Деньги у нас есть, и мы охотно заплатим, поэтому мне думается, что ваш знакомый
рискнет приютить нас. Не скажете ли, как пройти к его дому?
— Денег он с вас не возьмет. Я бы сам вас провел, но у меня в порту еще
кое-какие дела. А мистер Ланге — так зовут кузнеца — в это время еще сидит в
трактире. Спросите о нем у трактирщика и скажите, что вас послал комиссионер.

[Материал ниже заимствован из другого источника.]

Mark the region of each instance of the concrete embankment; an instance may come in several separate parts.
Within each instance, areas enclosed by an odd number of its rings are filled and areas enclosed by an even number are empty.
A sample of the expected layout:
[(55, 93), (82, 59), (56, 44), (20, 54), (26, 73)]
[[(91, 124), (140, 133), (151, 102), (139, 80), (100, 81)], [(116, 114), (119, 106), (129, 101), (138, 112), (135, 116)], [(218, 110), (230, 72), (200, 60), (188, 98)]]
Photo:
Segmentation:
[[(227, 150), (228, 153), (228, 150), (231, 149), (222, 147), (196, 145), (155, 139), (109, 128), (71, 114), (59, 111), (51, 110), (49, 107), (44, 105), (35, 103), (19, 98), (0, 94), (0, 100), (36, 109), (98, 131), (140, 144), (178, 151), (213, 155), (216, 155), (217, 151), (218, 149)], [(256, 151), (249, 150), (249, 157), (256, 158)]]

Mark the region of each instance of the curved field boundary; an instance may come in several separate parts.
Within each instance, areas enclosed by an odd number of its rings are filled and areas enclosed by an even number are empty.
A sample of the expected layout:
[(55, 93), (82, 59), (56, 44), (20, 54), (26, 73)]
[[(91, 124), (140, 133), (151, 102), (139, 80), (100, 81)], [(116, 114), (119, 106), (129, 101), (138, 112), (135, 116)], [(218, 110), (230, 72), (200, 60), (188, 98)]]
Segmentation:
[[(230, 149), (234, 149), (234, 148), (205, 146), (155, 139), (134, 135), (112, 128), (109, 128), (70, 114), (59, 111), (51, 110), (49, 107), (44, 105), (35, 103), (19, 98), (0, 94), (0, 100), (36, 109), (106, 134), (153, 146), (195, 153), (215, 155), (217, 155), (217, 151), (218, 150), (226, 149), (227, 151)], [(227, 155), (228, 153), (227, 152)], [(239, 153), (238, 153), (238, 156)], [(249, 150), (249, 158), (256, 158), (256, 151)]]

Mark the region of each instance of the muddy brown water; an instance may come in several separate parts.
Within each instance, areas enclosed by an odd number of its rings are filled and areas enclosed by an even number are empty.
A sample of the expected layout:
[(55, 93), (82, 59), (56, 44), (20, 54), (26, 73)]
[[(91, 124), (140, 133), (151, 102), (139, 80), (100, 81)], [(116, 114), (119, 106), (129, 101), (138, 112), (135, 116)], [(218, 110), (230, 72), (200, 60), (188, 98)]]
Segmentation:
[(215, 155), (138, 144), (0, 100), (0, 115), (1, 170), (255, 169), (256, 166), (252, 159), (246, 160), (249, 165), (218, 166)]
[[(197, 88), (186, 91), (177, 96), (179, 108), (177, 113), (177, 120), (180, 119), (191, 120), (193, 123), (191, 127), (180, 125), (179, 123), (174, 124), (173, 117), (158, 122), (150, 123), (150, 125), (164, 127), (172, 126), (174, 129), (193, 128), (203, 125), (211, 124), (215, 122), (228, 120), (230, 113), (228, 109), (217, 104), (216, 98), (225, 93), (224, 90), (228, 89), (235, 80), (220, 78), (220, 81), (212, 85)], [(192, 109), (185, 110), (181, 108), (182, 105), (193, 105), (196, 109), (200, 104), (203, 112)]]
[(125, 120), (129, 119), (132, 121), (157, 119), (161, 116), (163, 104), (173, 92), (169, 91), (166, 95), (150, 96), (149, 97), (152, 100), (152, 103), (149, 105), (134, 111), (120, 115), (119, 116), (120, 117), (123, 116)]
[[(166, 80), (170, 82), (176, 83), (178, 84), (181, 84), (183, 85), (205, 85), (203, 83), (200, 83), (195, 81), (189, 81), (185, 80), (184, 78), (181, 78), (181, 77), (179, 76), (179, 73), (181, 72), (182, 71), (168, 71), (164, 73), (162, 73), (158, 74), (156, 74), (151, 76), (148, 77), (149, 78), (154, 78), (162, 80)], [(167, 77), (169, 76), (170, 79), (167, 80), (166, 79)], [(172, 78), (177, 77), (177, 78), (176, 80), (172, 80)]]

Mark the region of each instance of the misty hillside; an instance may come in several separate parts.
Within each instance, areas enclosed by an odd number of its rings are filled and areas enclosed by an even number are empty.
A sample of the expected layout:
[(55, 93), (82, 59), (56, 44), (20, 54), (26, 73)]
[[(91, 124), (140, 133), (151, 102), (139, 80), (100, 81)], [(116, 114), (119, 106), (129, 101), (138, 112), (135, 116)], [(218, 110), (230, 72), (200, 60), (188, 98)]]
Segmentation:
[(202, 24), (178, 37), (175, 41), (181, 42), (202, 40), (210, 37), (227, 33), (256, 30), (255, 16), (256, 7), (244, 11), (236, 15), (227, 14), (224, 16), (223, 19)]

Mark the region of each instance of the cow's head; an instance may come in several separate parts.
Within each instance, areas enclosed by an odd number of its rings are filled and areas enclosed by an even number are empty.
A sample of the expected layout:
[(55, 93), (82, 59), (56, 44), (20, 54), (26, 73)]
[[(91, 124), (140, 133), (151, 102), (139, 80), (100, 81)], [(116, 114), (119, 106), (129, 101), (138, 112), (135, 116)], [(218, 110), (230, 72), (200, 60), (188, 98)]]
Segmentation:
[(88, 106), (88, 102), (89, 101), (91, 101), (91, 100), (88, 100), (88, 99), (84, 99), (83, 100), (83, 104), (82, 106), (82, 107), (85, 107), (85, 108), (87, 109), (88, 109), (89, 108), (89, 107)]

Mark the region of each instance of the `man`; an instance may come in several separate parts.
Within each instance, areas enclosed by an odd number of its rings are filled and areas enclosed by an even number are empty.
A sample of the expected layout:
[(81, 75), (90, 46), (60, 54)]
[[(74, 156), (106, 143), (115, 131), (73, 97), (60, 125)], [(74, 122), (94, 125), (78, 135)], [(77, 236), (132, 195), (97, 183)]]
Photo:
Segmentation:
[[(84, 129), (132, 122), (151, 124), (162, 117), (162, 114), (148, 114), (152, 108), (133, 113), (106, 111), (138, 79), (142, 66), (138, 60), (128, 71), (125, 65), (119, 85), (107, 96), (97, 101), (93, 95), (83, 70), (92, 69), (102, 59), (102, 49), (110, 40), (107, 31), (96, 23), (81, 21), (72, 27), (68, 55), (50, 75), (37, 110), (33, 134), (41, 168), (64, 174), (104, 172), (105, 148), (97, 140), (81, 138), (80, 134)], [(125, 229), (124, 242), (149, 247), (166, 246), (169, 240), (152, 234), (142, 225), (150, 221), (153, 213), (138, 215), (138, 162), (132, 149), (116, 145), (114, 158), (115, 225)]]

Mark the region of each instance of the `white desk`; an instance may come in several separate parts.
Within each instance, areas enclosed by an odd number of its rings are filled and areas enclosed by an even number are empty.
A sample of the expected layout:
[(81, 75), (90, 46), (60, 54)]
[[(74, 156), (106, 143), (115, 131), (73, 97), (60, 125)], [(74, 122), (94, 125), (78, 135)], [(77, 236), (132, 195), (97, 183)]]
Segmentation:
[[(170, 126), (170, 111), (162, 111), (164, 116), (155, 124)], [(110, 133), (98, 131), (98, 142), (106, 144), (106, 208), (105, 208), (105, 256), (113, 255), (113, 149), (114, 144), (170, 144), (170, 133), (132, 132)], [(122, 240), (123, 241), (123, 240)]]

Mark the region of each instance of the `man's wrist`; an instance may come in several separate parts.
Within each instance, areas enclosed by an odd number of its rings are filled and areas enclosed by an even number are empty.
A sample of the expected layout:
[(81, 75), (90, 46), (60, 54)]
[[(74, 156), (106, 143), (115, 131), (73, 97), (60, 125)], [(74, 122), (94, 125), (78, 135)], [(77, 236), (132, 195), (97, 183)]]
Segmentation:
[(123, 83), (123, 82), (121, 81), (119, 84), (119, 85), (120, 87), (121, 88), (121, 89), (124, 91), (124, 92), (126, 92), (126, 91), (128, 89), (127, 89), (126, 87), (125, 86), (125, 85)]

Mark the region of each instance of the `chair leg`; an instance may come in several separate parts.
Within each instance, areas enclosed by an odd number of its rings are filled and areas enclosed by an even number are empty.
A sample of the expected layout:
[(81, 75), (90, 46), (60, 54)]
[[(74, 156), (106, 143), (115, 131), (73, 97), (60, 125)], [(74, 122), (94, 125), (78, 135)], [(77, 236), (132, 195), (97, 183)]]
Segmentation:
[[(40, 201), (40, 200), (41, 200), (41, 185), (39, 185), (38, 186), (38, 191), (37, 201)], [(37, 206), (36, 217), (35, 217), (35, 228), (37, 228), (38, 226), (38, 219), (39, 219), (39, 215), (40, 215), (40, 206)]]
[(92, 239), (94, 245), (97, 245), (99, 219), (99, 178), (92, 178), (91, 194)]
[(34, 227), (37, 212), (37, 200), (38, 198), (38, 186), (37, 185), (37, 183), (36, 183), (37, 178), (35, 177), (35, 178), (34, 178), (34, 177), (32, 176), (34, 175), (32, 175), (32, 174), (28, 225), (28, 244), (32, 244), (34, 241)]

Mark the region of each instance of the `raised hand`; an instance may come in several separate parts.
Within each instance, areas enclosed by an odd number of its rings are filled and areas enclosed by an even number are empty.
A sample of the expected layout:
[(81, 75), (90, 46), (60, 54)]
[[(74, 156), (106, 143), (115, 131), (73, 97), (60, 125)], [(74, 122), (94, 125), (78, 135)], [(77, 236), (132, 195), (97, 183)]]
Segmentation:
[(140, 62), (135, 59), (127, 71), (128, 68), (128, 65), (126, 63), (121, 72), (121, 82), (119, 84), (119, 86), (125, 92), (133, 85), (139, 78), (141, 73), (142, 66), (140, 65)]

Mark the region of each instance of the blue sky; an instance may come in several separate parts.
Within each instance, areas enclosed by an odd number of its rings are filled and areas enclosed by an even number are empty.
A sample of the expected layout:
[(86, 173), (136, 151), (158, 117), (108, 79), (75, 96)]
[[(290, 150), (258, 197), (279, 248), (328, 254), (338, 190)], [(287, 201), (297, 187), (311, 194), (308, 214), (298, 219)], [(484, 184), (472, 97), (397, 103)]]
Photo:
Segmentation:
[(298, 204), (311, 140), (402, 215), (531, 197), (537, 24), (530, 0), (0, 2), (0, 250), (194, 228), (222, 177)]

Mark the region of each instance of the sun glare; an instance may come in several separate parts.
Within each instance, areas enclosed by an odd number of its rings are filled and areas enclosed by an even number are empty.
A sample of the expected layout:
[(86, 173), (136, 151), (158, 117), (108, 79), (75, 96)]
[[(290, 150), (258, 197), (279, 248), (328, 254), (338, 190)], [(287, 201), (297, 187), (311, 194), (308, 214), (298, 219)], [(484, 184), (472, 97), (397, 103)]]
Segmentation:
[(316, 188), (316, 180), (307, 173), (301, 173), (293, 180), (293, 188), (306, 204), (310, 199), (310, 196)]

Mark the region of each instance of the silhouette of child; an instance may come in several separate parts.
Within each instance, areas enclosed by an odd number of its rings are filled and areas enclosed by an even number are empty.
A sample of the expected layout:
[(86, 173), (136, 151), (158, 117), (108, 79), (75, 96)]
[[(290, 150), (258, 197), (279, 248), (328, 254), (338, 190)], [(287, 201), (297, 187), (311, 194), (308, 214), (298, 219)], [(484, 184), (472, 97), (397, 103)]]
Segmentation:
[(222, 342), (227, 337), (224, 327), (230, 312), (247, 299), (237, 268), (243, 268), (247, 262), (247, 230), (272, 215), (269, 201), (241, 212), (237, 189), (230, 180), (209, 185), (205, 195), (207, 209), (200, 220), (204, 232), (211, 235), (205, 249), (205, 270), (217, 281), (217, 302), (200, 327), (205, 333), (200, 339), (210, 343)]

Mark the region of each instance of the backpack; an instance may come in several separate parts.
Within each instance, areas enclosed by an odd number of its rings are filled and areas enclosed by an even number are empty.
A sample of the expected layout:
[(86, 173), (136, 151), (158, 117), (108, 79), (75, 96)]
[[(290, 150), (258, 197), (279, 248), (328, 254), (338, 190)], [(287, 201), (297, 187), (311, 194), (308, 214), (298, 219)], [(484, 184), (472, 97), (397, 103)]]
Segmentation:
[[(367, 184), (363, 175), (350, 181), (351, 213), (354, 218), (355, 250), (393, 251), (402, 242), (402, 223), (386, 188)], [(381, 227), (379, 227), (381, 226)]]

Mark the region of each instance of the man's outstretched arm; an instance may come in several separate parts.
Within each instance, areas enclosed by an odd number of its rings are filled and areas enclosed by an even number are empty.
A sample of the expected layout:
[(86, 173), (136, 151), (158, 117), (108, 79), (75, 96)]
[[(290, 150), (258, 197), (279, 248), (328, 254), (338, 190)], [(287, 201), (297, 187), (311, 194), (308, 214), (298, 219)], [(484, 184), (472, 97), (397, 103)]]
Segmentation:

Идите прямо, а потом налево. В трактире еще горит свет, так что вы без труда
его найдете.
Мы поблагодарили комиссионера за любезность, дав на чай, и пошли дальше с
седлами за спиной. Свет в распахнутых окнах и шум, долетающий изнутри,
безошибочно подсказывали нам, что мы приближаемся к трактиру. Над входом висело
изображение диковинного зверя, напоминающего двуногую черепаху с крыльями, что,
судя по надписи «У сокола», должно было представлять известную хищную птицу.
Переступив порог, мы оказались в прокуренной, хоть топор вешай, комнате. Видно,
у посетителей были очень здоровые легкие, раз они не задыхались в густом и
вонючем табачном дыму. Впрочем, о превосходном состоянии их легких можно было
судить еще по тому, как громко они беседовали: каждый из них даже не
разговаривал, а орал, не оставляя другим ни тени надежды на то, что
утихомирится хотя бы на секунду и выслушает собеседника. Мы на несколько
мгновений остановились у входа, ожидая, пока глаза привыкнут к дыму, и пытаясь
различить людей и предметы в зале. Трактир состоял из двух помещений: большого
— для завсегдатаев и меньшего — для заезжих и местных знаменитостей, что в
Северной Америке было редкостью, ибо граждане свободной страны не признавали
сословных и общественных различий.
В первом помещении свободных мест не было, и мы прошествовали во второе. Там
нашлась пара стульев, которые мы немедленно а заняли, устроив в углу нашу
поклажу. За тем же столом несколько мужчин потягивали пиво. Они окинули нас
быстрыми изучающими взглядами, и нам показалось, что при нашем появлении
мужчины перевели разговоры на другую тему. Двое из них были так похожи друг на
друга, что всякому становилось ясно, что это отец и сын. Крупные, сильные, с
выразительными чертами и огромными кулаками, эти люди всем своим видом сразу
наводили на мысль, что занимаются они тяжелым физическим трудом. Их лица,
излучавшие доброжелательность, разгорячились от напитков, а еще больше от
возбуждения, словно они обсуждают нечто в высшей степени неприятное.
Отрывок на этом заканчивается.